Dan ketika seseorang belum benar-benar yakin bahwa Allah’lah pemilik segala-galanya. Maka dia akan hilang keimanannya. Dan berkata, “Ini milik saya, kenapa Engkau ambil? Kenapa Allah mengambilnya?”

Jika keyakinan ini sudah masuk dalam hatimu. Jika ini sudah masuk dalam hatimu, maka kamu akan paham maksud ayat ini. Allah pemilik segala yang ada di langit dan bumi. Mudah diucapkan ‘kan? Mudah saja bilang, “Allah pemilik segala yang ada di langit dan bumi.”

Tapi maksudnya apa sih? Itu artinya kita tidak memiliki apapun. Saya bahkan tidak memiliki diri saya.

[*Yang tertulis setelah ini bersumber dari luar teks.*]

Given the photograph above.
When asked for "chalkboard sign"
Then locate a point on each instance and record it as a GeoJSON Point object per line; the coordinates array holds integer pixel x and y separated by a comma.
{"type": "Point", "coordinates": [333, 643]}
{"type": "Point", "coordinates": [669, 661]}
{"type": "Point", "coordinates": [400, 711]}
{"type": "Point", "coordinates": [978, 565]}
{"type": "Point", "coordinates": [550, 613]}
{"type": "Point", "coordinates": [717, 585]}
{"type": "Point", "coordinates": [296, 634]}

Kamu tahu ‘kan apa yang biasa diucapkan jika diantara kita ada yang meninggal? Inna lillahi wa inna ilaihi raji’un, yang artinya kita milik Allah dan kepada-Nya kita kembali.

Jika segala yang ada pada diri saya saja adalah milik Allah, maka bagaimana mungkin hal lain itu menjadi milik saya? Inilah realisasi dari sebuah keimanan. Surat At Taghaabun ini adalah surat tentang buah keimanan. Apa saja sih yang seharusnya ada dalam diri seseorang ketika ia benar-benar memiliki iman dan keyakinan pada Allah. Tentang inilah isi surat itu. Dan ini adalah ayat kesukaan saya di surat ini.

Saya berdoa semoga Allah membimbing hati kita semua. Saya tutup dengan kesimpulan ayat ini. Allah sangat mengetahui segala yang terjadi. Allah tahu apa yang kamu hadapi. Ia bukan tidak tahu. Dia’lah yang menciptakan kondisi itu. Memang Dia’lah yang mengujimu dengan itu.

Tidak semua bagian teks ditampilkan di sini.